<< Home Page | Oxford (Gibbs) Index

Aesop's Fables, translated by Laura Gibbs (2002)

477. THE SICK MAN AND THE GODS
Perry 28 (Chambry 55)

A poor man had fallen sick, so he prayed to the gods and vowed 'If I recover my health, I will sacrifice a hundred oxen in your honour.' The gods wanted to test whether the man was telling the truth, so they granted his prayer and the man recovered from his sickness. When the man was well again, he did not have any oxen that he could sacrifice, so he made a hundred oxen out of dough and burned them on the altar, saying, 'O supernatural beings, behold, I have fulfilled my vow.' The gods wanted to pay him back for having tricked them, so they stood at the head of his bed in a dream and said, 'Go to the beach, in such-and-such a place, and you will find there a hundred talents of gold.' The man woke up, filled with joy, and went running down to the designated place to look for the gold. When he got there, he fell into the hands of pirates and was taken captive. The man pleaded with the pirates and said, 'Just let me go and I will give you a thousand talents of gold!'
The story shows that the gods hate liars.

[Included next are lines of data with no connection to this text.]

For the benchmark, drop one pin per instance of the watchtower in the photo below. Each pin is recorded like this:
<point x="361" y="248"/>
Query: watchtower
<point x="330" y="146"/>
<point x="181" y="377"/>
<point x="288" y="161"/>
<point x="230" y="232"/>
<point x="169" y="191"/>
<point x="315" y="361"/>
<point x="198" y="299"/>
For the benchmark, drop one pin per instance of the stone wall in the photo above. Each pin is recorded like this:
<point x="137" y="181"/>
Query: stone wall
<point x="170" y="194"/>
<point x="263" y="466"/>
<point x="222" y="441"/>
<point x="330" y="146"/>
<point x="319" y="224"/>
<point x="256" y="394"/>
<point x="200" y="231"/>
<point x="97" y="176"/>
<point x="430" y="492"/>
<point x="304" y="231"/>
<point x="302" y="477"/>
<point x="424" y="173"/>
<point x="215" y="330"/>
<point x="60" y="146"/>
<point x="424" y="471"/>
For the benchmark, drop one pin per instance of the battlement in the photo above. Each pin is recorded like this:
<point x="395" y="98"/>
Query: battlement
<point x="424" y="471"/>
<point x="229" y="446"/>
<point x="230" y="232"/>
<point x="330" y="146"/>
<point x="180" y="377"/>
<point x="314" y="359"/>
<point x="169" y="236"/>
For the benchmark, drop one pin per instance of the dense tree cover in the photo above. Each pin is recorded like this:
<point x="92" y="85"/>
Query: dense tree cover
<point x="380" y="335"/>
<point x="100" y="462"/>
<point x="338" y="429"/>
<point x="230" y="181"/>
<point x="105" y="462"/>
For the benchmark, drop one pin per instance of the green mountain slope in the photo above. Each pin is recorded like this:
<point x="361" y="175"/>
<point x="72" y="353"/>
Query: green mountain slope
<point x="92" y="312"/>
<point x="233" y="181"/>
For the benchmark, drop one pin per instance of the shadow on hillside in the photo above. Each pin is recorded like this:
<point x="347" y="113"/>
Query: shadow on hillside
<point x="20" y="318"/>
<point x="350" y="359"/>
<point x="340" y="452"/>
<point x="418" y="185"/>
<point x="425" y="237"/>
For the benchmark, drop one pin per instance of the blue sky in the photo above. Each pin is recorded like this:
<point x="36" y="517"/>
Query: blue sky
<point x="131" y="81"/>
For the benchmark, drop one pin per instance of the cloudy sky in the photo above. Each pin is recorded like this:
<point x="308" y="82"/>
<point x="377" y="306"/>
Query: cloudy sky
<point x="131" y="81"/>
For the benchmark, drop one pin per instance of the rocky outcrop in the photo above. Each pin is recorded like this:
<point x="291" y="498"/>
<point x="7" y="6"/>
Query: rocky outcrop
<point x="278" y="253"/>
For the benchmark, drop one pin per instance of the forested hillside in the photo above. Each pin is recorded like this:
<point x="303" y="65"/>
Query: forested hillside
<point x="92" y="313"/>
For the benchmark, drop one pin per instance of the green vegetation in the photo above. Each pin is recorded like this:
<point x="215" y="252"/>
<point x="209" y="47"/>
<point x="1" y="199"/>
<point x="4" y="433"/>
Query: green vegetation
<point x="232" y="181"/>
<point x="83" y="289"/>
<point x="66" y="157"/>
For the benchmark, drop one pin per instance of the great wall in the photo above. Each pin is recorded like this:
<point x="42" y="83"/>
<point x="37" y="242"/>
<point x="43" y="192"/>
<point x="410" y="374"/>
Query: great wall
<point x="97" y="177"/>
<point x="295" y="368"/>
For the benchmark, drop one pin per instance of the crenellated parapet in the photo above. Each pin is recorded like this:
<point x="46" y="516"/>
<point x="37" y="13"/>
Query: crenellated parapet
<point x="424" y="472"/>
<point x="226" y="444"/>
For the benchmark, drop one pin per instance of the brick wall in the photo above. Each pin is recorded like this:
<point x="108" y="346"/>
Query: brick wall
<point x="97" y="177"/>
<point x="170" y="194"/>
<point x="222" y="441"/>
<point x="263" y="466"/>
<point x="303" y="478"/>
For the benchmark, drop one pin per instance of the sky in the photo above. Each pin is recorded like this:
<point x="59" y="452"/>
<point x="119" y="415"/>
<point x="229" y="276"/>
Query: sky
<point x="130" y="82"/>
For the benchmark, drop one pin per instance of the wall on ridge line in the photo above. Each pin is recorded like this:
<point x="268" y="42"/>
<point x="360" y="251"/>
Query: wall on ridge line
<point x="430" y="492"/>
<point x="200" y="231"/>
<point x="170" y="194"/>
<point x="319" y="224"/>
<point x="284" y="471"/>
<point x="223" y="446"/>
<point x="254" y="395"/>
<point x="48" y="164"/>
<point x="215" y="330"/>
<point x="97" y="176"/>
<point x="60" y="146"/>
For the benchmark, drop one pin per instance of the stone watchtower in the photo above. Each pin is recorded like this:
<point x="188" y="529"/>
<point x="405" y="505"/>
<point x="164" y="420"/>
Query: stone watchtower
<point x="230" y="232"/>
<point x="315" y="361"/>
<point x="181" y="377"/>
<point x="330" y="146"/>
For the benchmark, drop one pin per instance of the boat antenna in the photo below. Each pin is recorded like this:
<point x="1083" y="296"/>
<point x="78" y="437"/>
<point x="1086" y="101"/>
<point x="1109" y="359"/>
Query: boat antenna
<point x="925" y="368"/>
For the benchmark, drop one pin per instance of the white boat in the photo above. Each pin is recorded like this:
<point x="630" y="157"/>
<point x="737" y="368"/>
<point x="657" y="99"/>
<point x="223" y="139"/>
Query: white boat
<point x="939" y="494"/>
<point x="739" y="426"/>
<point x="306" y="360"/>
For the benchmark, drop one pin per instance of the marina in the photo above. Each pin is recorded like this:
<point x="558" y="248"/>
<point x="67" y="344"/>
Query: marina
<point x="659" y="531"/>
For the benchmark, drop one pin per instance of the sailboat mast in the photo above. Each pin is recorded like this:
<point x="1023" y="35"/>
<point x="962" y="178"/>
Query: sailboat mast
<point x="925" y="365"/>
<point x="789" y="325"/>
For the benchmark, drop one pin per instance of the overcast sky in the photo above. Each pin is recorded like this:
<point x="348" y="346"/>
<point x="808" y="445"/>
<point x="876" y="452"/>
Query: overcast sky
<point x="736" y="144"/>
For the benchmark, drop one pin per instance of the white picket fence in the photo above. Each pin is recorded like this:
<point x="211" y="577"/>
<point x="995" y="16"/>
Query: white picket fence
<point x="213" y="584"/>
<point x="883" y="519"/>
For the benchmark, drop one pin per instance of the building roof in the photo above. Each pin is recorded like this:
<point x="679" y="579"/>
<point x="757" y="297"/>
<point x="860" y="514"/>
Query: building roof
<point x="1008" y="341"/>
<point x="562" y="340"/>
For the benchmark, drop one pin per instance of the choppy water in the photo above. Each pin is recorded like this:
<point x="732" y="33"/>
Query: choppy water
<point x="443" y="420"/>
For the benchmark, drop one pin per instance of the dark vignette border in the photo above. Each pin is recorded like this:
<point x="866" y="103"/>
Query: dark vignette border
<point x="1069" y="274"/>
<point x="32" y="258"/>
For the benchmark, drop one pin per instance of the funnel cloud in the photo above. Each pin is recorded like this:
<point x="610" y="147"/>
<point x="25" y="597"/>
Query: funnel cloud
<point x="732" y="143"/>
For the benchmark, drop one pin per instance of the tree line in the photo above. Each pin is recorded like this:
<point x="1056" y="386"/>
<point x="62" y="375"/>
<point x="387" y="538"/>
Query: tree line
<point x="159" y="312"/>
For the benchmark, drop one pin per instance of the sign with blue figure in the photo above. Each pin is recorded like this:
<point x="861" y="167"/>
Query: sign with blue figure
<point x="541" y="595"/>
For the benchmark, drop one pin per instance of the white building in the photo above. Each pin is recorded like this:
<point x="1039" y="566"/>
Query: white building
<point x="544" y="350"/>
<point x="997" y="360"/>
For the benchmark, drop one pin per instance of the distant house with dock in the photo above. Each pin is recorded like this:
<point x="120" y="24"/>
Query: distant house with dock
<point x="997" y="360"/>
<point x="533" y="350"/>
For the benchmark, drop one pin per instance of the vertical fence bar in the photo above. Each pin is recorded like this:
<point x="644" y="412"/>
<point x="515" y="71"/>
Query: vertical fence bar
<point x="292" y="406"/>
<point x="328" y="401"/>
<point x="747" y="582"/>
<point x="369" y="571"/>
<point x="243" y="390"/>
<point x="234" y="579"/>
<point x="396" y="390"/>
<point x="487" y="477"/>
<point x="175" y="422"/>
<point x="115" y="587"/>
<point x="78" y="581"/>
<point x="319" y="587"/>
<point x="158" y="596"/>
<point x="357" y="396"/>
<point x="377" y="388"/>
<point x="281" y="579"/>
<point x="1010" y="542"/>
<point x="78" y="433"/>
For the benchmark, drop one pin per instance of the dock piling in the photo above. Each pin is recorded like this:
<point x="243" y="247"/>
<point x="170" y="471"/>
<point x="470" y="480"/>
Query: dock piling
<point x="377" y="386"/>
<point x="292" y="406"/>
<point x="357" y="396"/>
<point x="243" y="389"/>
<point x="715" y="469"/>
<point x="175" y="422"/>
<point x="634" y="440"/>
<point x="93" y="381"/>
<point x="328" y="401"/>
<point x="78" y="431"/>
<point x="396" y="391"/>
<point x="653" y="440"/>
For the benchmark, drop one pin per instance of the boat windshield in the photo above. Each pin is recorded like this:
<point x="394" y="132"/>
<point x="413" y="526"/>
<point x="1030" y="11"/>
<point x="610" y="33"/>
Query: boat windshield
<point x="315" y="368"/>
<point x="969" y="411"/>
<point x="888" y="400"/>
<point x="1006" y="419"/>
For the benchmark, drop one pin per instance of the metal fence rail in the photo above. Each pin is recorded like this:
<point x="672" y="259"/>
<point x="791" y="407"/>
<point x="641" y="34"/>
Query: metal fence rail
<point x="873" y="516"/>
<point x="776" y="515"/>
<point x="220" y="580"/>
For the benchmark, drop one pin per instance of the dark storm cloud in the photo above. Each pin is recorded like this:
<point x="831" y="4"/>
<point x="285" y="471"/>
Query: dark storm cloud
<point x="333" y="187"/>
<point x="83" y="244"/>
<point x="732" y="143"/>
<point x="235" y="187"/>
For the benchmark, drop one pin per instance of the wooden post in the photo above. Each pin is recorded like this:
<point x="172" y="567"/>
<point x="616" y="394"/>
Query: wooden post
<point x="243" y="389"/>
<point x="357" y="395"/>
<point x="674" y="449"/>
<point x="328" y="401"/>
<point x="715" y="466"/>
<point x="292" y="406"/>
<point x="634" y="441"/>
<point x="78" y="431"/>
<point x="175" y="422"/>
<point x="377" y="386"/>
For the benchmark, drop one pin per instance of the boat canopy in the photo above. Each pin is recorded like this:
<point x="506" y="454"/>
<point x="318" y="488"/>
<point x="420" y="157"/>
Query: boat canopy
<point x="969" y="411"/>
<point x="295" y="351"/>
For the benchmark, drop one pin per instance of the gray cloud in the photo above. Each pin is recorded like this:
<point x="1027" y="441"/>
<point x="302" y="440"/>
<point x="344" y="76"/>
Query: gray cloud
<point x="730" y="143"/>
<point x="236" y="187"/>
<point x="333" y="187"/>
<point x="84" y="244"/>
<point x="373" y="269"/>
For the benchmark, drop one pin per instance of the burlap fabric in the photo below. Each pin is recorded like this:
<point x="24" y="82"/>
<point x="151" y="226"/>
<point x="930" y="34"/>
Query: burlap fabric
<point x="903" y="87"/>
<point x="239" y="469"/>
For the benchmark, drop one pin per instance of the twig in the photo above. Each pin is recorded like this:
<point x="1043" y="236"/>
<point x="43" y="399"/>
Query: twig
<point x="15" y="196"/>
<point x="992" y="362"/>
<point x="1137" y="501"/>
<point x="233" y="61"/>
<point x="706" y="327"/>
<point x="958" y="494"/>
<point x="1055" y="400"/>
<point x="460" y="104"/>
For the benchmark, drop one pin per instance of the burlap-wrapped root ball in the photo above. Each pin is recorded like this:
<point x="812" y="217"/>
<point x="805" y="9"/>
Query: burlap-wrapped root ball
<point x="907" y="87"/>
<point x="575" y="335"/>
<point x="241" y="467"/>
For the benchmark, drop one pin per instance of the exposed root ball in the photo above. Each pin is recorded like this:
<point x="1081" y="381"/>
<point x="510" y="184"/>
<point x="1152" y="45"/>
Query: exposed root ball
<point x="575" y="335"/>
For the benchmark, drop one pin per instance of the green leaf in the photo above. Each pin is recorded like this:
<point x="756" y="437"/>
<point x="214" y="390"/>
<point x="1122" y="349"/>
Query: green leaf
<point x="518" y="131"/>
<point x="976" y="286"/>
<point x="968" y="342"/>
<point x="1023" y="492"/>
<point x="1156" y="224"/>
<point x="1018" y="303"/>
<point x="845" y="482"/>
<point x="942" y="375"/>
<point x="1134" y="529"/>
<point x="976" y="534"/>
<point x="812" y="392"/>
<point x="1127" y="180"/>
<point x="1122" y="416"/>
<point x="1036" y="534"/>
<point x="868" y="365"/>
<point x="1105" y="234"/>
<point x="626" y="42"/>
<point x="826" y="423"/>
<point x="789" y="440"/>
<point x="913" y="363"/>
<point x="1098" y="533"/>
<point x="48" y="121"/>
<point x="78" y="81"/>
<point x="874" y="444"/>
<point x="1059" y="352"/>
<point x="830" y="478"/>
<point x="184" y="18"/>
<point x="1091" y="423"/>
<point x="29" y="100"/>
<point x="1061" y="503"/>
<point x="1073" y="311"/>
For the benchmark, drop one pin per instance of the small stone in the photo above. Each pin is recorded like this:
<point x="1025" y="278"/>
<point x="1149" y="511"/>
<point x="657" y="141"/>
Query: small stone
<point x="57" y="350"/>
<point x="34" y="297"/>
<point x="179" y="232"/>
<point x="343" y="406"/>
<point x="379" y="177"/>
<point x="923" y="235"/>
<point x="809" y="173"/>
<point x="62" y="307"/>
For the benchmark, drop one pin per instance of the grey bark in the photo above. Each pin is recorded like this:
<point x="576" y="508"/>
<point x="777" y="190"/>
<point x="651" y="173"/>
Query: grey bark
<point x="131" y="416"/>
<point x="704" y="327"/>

Note: In another version of this fable, the man is sold by the pirates for the same amount of money promised to the man by the gods. These oxen made out of dough resemble the proverbial 'Locrian bull,' a sacrificial bull which the Locrians made out of wood and offered in place of a real one (Erasmus, Adages 2.8.62).


Source: Aesop's Fables. A new translation by Laura Gibbs. Oxford University Press (World's Classics): Oxford, 2002.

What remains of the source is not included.